Crohn’s disease (CD) is an inflammatory bowel disease (IBD). CD causes inflammation of the lining of the digestive tract, which can lead to abdominal pain, severe diarrhea, fatigue, weight loss and malnutrition. Inflammation caused by CD can involve different areas of the digestive tract depending on the individual.
The inflammation that results from CD often spreads deep into the layers of affected bowel tissue. Not only can CD be painful and debilitating, but it may also lead to life-threatening complications.
There is no known cure for CD, but various therapies can reduce its signs and symptoms. In some cases, treatment can even lead to long-term remission.
The incidence of CD is increasing all around the world. In Europe, the incidence of inflammatory bowel disease has increased from 1.0 per 100,000 person-years in 1962 to 6.3 per 100,000 person-years in 2010.
CD is more common in countries far from the equator, but season-of-birth and seasonality studies have been mixed. A number of studies have found lower 25(OH)D levels in patients with CD compared to controls. Studies have also found 25(OH)D levels are associated with disease severity.
In 2011, a poster at the Washington DC American College of Gastroenterology meeting, presented the findings from
Dustin Boothe, Harrison Lakehomer, Vinita Jacob, Ellen Scherl, and Brian Bosworth, of Weill Cornell Medical College, New York, NY, that 10,000 IU/day was superior to 1,000 IU/day in reducing disease severity.
In 2013, we wrote about an open label trial that showed approximately 5,000 IU/day of vitamin D significantly reduced disease severity and increased quality of life in CD.
Now Maria O’Sullivan and colleagues, Department of Clinical Medicine, Trinity Centre for Health Sciences, St. James’s Hospital, Dublin, Ireland has recently treated 27 patients with CD in a randomized controlled trial. The trial compared treatment with 2,000 IU/day to placebo treated patients.
Raftery et al. Effects of vitamin D supplementation on intestinal permeability, cathelicidin and disease markers in Crohn’s disease: Results from a randomised double-blind placebo-controlled study. United European Gastroenterology Journal June 2015 vol. 3 no. 3 294-302.
At 3 months, mean 25(OH)D levels in the treatment group were 36 ng/ml compared to the placebo group of 16 ng/ml (p< 0.001). In the treatment group, 4 participants did not obtain serum 25(OH)D concentrations of 30 ng/ml at 3 months. All of those in the placebo group had 25(OH)D concentrations < 30 ng/ml at 3 months.

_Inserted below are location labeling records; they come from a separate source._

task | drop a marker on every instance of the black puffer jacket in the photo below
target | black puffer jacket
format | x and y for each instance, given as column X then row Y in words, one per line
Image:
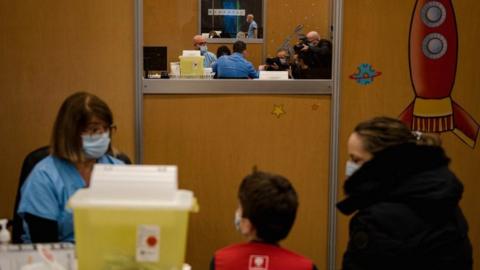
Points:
column 408, row 215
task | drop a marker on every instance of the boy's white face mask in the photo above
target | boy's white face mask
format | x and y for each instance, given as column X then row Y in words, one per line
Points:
column 238, row 218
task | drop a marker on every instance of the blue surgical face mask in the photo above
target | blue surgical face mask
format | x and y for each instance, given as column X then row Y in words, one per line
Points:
column 237, row 220
column 95, row 146
column 351, row 167
column 203, row 49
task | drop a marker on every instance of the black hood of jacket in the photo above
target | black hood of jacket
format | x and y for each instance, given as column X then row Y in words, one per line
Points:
column 413, row 174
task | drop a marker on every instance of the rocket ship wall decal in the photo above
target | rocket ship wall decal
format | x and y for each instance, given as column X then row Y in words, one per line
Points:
column 433, row 47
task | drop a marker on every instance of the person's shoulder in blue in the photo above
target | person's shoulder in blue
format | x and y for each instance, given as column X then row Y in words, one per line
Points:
column 235, row 65
column 80, row 139
column 262, row 250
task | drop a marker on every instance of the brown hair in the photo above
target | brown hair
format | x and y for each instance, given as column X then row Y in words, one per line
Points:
column 270, row 203
column 382, row 132
column 72, row 118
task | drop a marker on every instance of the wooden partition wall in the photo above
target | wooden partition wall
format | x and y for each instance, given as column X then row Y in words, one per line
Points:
column 379, row 32
column 216, row 140
column 174, row 23
column 48, row 50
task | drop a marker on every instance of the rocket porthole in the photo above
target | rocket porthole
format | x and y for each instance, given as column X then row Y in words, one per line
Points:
column 433, row 14
column 434, row 46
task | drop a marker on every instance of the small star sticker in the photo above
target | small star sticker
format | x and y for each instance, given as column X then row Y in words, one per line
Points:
column 278, row 110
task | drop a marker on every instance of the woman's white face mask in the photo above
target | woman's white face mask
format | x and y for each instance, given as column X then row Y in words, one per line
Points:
column 95, row 146
column 351, row 167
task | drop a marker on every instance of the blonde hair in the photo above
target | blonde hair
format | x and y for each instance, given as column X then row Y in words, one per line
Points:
column 382, row 132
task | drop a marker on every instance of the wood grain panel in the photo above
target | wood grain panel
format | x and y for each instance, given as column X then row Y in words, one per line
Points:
column 48, row 50
column 216, row 140
column 376, row 32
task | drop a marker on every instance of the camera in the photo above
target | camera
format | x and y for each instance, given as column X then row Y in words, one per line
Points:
column 299, row 46
column 273, row 60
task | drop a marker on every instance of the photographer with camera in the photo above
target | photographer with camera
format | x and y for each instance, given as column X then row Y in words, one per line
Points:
column 315, row 55
column 279, row 63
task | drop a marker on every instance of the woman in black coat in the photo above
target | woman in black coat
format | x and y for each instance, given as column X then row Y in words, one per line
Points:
column 405, row 201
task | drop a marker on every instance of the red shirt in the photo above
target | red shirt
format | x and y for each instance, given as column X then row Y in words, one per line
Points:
column 259, row 256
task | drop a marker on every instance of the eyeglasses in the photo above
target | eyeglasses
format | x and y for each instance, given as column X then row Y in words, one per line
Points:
column 97, row 128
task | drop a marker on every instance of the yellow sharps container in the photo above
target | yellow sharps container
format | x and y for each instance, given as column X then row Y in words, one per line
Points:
column 134, row 228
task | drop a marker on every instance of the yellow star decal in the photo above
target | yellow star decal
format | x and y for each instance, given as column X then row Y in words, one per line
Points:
column 278, row 110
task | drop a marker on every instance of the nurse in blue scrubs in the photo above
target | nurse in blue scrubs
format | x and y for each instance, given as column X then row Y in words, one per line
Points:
column 81, row 137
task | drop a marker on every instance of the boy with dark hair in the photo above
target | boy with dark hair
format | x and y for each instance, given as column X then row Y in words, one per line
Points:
column 267, row 211
column 235, row 66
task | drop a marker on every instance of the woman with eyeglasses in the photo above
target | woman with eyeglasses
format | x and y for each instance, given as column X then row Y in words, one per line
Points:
column 405, row 201
column 81, row 137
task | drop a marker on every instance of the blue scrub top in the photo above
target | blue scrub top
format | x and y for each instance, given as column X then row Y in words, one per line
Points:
column 47, row 189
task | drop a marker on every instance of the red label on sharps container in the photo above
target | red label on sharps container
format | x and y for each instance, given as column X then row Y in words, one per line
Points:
column 148, row 243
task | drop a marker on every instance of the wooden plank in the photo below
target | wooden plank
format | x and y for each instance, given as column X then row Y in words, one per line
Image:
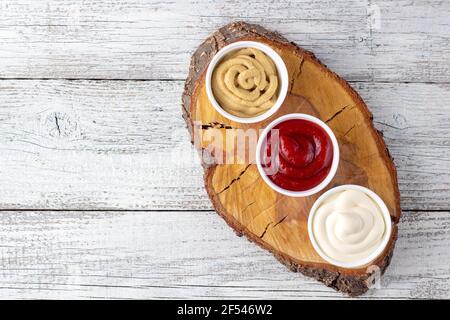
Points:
column 133, row 39
column 188, row 255
column 123, row 145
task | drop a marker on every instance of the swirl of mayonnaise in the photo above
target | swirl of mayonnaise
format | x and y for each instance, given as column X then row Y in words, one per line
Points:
column 348, row 226
column 245, row 83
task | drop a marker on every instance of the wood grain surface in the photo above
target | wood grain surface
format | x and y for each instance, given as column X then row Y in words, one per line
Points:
column 74, row 135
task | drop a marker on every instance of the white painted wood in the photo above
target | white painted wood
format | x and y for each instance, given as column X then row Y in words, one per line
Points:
column 122, row 144
column 189, row 255
column 93, row 145
column 134, row 39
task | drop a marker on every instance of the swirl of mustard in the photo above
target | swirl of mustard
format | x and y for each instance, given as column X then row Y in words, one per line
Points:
column 245, row 83
column 348, row 226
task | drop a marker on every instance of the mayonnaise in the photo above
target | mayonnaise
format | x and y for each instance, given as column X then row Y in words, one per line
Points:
column 348, row 226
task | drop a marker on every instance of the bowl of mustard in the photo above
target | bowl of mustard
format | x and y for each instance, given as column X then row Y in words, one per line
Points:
column 247, row 81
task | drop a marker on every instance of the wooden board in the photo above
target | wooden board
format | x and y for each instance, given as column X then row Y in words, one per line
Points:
column 276, row 222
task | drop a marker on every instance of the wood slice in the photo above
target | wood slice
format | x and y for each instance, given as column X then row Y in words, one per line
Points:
column 276, row 222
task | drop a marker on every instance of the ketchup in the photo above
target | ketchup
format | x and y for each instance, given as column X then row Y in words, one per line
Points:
column 302, row 156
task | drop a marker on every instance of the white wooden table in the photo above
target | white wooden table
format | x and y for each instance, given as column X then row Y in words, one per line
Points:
column 99, row 196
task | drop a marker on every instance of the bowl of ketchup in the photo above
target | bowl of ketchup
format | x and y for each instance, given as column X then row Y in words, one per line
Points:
column 297, row 155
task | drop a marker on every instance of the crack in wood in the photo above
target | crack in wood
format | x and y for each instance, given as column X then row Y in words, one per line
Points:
column 280, row 221
column 247, row 206
column 235, row 179
column 296, row 74
column 349, row 130
column 265, row 230
column 338, row 113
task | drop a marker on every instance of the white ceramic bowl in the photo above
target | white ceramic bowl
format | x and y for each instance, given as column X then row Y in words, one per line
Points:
column 334, row 164
column 386, row 217
column 282, row 76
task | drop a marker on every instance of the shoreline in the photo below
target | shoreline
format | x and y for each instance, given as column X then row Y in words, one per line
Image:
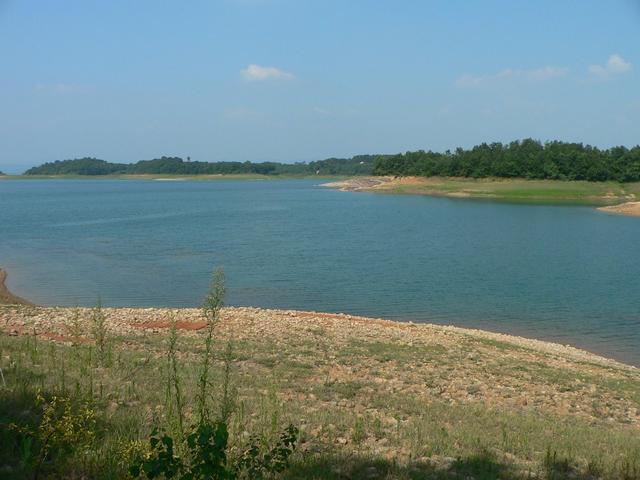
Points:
column 154, row 318
column 608, row 197
column 458, row 365
column 8, row 298
column 630, row 209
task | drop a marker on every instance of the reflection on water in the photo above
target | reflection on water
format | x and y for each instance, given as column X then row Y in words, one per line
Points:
column 562, row 273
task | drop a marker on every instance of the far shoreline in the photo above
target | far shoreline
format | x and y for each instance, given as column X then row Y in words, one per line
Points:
column 608, row 197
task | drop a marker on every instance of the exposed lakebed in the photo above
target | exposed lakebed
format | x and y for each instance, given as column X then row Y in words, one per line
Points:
column 561, row 273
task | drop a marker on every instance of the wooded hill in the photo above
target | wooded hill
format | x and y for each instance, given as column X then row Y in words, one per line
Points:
column 524, row 159
column 358, row 165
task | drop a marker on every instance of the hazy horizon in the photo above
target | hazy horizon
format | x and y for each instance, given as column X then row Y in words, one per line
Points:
column 278, row 80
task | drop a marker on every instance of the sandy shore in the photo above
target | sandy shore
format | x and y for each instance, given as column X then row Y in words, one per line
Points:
column 587, row 193
column 6, row 296
column 450, row 363
column 628, row 208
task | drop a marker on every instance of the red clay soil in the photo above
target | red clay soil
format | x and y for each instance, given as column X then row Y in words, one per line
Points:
column 179, row 325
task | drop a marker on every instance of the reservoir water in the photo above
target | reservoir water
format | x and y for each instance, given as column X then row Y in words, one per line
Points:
column 569, row 274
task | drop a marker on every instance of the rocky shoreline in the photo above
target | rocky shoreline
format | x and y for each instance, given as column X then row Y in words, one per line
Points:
column 628, row 208
column 453, row 364
column 433, row 186
column 6, row 296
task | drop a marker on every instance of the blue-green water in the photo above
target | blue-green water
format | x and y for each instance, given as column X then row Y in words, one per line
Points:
column 563, row 273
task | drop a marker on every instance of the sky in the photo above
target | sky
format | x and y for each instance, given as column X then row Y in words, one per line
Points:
column 302, row 80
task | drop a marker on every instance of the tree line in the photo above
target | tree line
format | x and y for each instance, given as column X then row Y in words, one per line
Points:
column 527, row 158
column 357, row 165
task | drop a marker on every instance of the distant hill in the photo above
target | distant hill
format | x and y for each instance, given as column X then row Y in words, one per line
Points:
column 520, row 159
column 358, row 165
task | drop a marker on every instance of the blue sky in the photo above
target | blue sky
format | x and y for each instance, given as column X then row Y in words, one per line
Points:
column 297, row 80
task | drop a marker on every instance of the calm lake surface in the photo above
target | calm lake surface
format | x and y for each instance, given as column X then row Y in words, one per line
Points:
column 562, row 273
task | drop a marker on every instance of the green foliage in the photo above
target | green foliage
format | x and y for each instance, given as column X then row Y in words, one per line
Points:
column 99, row 332
column 523, row 159
column 358, row 165
column 65, row 428
column 78, row 166
column 206, row 456
column 205, row 447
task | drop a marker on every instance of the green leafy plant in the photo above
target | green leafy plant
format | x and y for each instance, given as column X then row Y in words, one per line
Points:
column 65, row 428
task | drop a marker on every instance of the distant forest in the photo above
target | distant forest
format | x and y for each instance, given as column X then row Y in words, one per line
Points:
column 524, row 159
column 358, row 165
column 520, row 159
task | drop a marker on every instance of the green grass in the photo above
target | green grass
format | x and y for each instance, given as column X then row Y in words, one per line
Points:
column 350, row 426
column 203, row 177
column 521, row 190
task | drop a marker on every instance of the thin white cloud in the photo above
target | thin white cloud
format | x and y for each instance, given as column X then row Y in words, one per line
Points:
column 257, row 73
column 242, row 114
column 536, row 74
column 57, row 88
column 615, row 66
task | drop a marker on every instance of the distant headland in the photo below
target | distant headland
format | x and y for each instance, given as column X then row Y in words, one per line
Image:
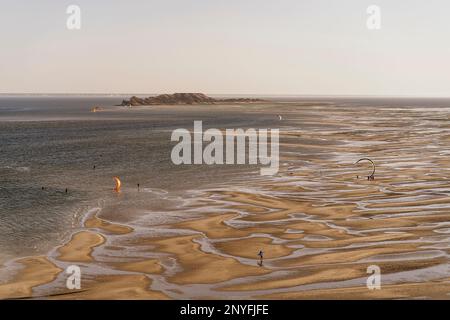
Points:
column 183, row 98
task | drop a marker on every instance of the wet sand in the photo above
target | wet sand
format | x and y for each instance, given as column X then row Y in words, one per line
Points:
column 320, row 222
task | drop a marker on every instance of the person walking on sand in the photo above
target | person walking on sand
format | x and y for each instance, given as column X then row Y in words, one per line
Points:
column 261, row 254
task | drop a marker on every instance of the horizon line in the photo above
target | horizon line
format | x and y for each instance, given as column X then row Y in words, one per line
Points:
column 231, row 94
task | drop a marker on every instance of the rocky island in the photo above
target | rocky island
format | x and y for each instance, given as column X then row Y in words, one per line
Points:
column 183, row 98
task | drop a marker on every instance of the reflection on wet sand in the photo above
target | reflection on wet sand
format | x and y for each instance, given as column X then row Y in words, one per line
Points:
column 319, row 222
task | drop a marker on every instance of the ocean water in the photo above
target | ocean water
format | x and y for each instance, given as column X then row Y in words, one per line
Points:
column 50, row 144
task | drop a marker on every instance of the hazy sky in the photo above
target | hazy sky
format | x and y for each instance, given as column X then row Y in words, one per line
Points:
column 315, row 47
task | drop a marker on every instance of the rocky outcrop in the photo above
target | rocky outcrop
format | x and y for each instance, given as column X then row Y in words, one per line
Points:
column 182, row 98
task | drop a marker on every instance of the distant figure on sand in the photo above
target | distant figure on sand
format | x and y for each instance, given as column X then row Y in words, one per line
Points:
column 261, row 254
column 261, row 257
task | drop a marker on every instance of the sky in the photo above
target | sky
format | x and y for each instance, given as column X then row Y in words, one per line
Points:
column 298, row 47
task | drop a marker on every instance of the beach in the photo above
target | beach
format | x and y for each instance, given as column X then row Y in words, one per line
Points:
column 319, row 221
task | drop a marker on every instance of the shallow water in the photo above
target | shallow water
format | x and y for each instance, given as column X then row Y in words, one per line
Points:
column 320, row 209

When analyzed according to 25(OH)D concentrations achieved at 3 months, the subjects whose levels were > 30 ng/ml had significantly lower gastro-duodenal permeability (p = 0.030), better quality of life (p < .03), lower CRP levels (p > 0.02), higher concentrations of cathelicidin, (p < 0.001) and non-significantly better disease severity markers (p= .08). Cathelicidin is an antimicrobial peptide which aids in fighting bacteria. Interestingly, the difference in cathelicidin concentrations were more pronounced when > 40 ng/ml was used as a cut-off point; this may support arguments that 25(OH)D levels need to reach a level of > 40 ng/ml to exert maximum immune effects.
Our position is that patients with CD should get enough sunshine or take enough vitamin D to have “natural” 25(OH)D levels (> 40 ng/ml). In many people, this will require 10,000 IU/day.